Es cierto que la Agenda 2030 está presente en todos lados. Tanto sus partidarios —tan proselitistas en su difusión—, como sus detractores —tan beligerantes en su rechazo— hacen que esta agenda, que es un corpus ideológico, sea fácilmente confundida. Con pines de unos y otros colores los ciudadanos tenemos dificultad para diferenciar bien del mal. Y a las sociedades sin conciencia nunca les ha ido bien.
Hablar de la Agenda 2030, por tanto, no es una cuestión de imaginación literaria sino de fiscalización al poder: porque en España tenemos un Ministerio de Derechos Sociales y Agenda 2030 del que apenas se conoce actividad inteligente. Y porque la Unión Europea, de la que enormemente depende España, se ha sumado a esta agenda. Y porque las Naciones Unidas, de la que formamos parte, han hecho propios estos preceptos ideológicos.
La Agenda 2030 se aprobó en la Asamblea General de la ONU en septiembre de 2015, con el visto bueno de 193 Estados miembro. La página web del organismo internacional promovió entonces esta agenda política «a favor de las personas, el planeta y la prosperidad, que también tiene la intención de fortalecer la paz universal y el acceso a la justicia». En forma de plan a quince años vista, los Estados miembro de la ONU se comprometieron entonces a beneficiar a «los más pobres y vulnerables«. Claro que la imperante democratización los ha llevado a hacernos a todos más pobres y vulnerables.

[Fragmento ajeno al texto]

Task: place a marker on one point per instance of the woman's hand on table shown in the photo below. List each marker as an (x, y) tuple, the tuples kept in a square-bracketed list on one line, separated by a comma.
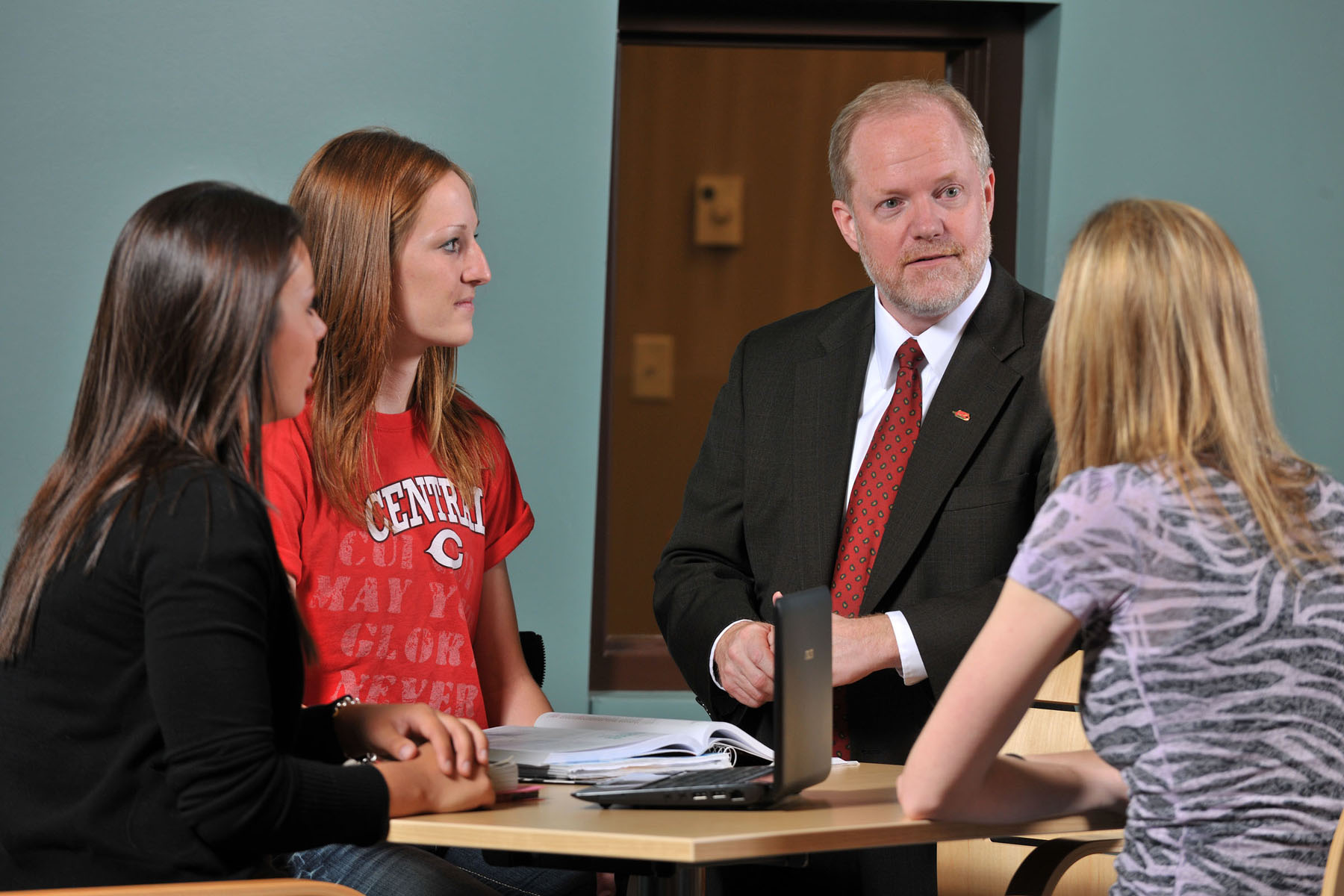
[(396, 731), (418, 786)]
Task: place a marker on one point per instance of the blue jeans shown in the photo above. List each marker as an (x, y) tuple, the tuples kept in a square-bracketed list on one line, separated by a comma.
[(394, 869)]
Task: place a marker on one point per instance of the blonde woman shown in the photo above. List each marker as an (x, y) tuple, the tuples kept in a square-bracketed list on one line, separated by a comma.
[(1203, 563), (396, 500)]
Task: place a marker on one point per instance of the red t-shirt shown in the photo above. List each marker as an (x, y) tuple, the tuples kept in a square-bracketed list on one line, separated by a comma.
[(393, 605)]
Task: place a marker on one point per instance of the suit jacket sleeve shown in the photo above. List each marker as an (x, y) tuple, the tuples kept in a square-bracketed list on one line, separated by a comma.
[(703, 582), (947, 625)]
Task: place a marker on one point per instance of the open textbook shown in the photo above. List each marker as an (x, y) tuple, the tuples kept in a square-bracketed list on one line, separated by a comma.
[(569, 746)]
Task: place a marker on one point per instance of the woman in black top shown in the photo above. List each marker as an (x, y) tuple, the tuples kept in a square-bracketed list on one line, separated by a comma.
[(152, 657)]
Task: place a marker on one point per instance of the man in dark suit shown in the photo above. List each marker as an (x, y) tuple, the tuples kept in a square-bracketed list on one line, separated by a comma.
[(933, 371)]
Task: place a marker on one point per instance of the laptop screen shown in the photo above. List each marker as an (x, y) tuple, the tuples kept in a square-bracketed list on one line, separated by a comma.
[(803, 689)]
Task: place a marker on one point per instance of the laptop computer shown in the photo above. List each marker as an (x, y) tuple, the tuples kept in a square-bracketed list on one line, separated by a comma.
[(801, 719)]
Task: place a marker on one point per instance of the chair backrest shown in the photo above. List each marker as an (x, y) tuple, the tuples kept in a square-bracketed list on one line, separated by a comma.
[(267, 887), (534, 655), (1335, 864)]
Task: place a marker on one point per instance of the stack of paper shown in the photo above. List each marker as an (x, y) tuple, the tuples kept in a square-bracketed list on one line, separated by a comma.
[(578, 747)]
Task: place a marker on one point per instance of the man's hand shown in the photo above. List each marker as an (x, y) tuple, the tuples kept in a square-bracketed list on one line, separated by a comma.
[(745, 660), (860, 647)]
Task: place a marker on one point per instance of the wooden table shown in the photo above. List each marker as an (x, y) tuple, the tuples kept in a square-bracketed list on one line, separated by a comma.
[(855, 808)]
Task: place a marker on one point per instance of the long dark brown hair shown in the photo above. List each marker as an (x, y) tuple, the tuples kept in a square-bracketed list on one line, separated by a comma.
[(359, 196), (175, 371)]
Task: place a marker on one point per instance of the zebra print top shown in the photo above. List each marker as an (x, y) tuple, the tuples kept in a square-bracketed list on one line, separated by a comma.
[(1213, 680)]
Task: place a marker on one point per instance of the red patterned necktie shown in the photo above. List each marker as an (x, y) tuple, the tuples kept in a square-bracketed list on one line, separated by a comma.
[(870, 503)]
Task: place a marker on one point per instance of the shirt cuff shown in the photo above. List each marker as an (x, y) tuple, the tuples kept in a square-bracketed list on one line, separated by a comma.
[(912, 664), (714, 648)]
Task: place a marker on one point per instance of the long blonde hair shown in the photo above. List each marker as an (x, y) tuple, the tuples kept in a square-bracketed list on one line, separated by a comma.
[(359, 196), (1155, 356)]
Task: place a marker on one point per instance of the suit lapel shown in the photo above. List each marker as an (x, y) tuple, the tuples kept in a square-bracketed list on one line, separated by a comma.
[(964, 408), (827, 394)]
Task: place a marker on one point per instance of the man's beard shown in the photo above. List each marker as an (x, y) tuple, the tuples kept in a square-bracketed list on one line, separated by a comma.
[(936, 293)]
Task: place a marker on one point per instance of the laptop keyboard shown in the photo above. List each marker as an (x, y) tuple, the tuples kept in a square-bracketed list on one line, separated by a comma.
[(712, 777)]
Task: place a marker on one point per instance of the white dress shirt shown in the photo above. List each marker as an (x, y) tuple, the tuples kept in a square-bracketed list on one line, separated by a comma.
[(939, 343)]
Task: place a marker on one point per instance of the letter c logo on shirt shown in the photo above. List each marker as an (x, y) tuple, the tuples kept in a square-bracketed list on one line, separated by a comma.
[(436, 550)]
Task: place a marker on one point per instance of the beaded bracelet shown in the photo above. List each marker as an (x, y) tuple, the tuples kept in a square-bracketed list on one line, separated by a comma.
[(349, 700)]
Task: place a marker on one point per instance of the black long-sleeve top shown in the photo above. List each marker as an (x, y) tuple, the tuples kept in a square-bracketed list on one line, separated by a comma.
[(152, 729)]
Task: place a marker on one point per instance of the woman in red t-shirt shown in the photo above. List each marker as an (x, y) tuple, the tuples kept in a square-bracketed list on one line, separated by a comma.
[(396, 500)]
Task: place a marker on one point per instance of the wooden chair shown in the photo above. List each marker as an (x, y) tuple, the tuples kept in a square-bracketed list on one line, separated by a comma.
[(1335, 864), (1036, 867), (267, 887)]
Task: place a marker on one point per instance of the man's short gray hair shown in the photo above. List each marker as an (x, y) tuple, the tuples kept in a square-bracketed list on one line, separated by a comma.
[(894, 97)]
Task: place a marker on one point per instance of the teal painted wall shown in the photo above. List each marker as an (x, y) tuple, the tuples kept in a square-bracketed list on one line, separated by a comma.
[(107, 104), (1233, 105), (1236, 107)]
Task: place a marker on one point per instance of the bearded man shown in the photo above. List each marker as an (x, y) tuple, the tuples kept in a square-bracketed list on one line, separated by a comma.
[(893, 445)]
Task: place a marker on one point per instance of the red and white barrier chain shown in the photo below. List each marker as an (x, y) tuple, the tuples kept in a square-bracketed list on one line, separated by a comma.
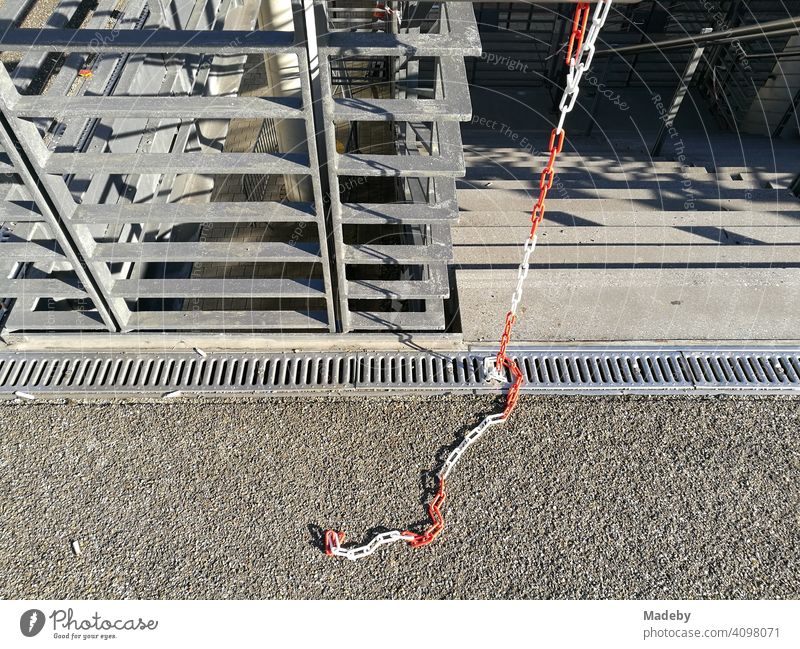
[(580, 52)]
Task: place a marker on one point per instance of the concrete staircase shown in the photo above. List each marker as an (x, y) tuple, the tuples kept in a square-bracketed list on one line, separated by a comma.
[(633, 248)]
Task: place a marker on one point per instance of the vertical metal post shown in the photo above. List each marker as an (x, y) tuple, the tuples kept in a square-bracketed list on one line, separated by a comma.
[(677, 98), (307, 17)]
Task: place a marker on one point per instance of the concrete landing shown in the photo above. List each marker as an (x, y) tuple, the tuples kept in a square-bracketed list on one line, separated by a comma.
[(635, 250), (634, 304)]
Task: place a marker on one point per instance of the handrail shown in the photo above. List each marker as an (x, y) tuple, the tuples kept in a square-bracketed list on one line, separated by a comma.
[(783, 26)]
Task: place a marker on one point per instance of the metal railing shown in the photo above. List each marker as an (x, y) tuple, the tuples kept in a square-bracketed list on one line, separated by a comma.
[(111, 169)]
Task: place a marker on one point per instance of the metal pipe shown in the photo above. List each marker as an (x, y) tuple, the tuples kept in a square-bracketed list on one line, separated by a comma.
[(668, 119), (751, 32)]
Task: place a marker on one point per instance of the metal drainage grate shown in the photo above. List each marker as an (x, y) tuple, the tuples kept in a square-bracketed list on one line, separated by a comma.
[(580, 371)]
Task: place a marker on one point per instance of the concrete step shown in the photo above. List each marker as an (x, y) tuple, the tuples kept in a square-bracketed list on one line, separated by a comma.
[(560, 219), (702, 183), (626, 235), (733, 304), (635, 200), (601, 247)]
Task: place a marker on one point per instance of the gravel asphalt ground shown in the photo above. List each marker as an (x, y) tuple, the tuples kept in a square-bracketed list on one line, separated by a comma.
[(578, 497)]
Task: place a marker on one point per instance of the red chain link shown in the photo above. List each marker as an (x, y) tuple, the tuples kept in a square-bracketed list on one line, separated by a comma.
[(546, 179), (502, 361), (578, 30), (437, 521)]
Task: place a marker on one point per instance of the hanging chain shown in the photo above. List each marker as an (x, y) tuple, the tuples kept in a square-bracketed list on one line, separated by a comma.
[(580, 52)]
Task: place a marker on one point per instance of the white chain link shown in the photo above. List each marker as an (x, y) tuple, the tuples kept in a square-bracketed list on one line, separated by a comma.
[(578, 65)]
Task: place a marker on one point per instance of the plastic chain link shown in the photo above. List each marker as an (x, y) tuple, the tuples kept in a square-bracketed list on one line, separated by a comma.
[(580, 52)]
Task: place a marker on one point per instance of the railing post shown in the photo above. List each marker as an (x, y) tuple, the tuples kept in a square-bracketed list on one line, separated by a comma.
[(677, 98)]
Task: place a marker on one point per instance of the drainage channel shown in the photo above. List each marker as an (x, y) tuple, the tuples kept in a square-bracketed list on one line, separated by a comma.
[(585, 371)]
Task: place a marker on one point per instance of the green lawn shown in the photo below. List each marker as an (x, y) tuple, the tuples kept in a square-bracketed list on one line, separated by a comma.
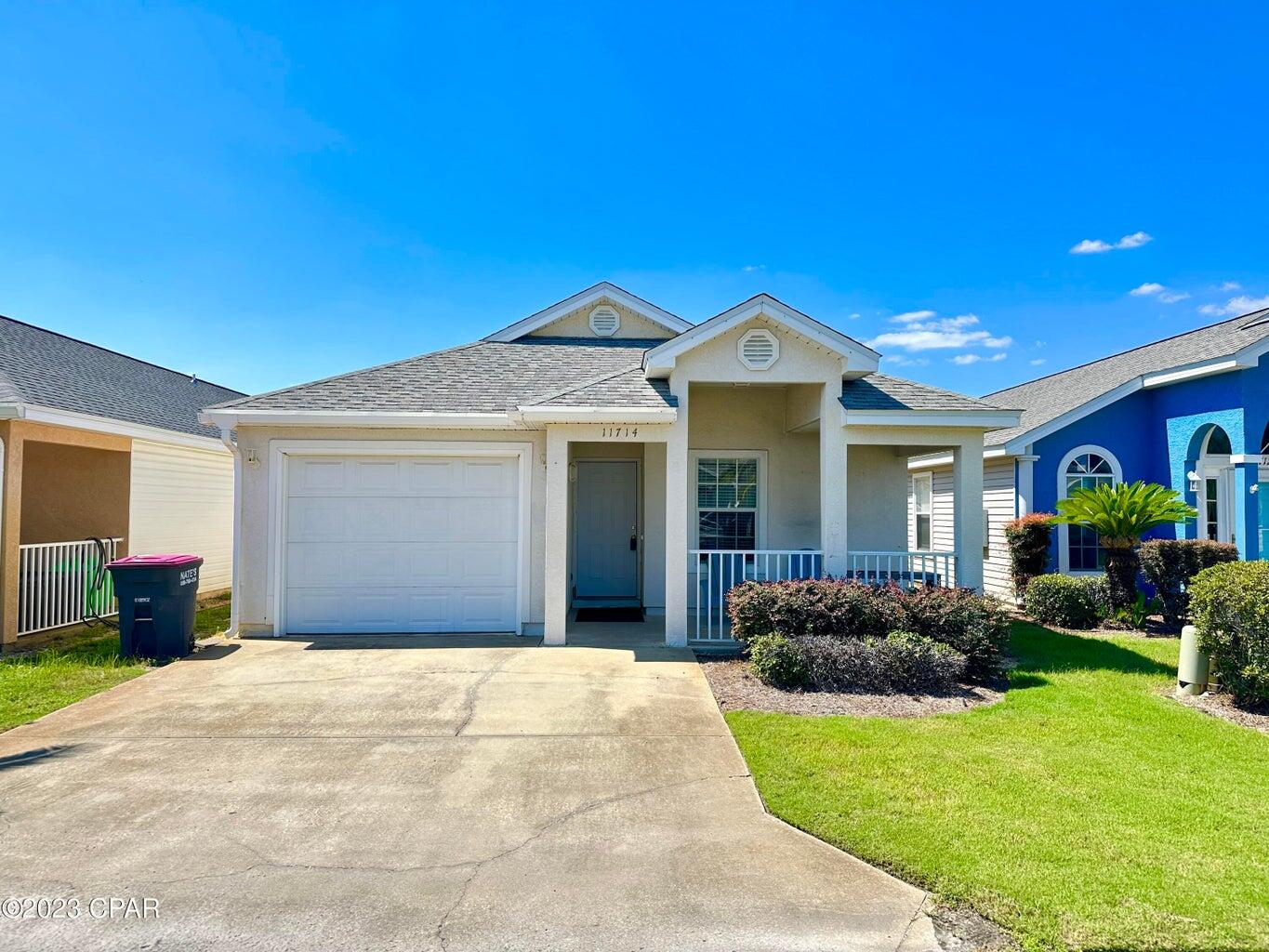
[(1083, 812), (83, 662)]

Esta agenda se concretó a través de 17 Objetivos de Desarrollo Sostenible, a su vez diseminados en 169 metas «de carácter integrado e indivisible que abarcan las esferas económica, social y ambiental». Los famosos ODS, que hace poco figuraban en la pancarta sujetada por los futbolistas del Atleti y el Madrid antes del derbi, incluyen la erradicación del hambre, la garantía una vida sana y una educación de calidad, la igualdad de género, el acceso seguro al agua y la energía, el crecimiento económico sostenido, la adopción de medidas urgentes contra el cambio climático y la facilitación de la paz y facilitar el acceso a la justicia. Los ODS, en fin, pretenden la magia, pagada con nuestros impuestos.
Los países decidieron entonces cuál sería su grado de aceptación de esta agenda. Los preceptos de la Agenda 2030 no son ius cogens, pero España decidió elevar estos objetivos a rango de Ministerio. Ione Belarra como ministra y Lilith Verstrynge como secretaria de Estado son las encargadas de implantar los ODS en España. Y el plan que pretende acabar con la pobreza en el mundo ha sido puesto en manos de Podemos.
Así las cosas, la Agenda 2030 ha encontrado en España una de sus más feroces cómplices. Ione Belarra quiere «impulsar la elaboración de los sistemas de información y estadística necesarios para acreditar los avances en la consecución de los objetivos de la Agenda 2030 y hacer efectiva la rendición de cuentas». Empresas, instituciones, sociedad civil y demás organizaciones de todo tipo deben rendir cuentas ante el todopoderoso Ministerio, que ejecuta el corpus de preceptos dictado por la ONU.
En estas manos, poco a poco descubrimos que los objetivos sostenibles no son tan buenos y efectivos como podrían parecer. No han tenido las consecuencias deseadas en tanto que el mundo sigue igual de pobre, igual de violento, igual de insostenible. Con datos y hechos, cada miércoles La Gaceta quiere explicar minuciosamente estos objetivos. Justo en mitad de esos quince años con los que la ONU pretende salvar al mundo, la Agenda 2030 se vuelve más inútil que nunca. Y aquí lo vamos a explicar.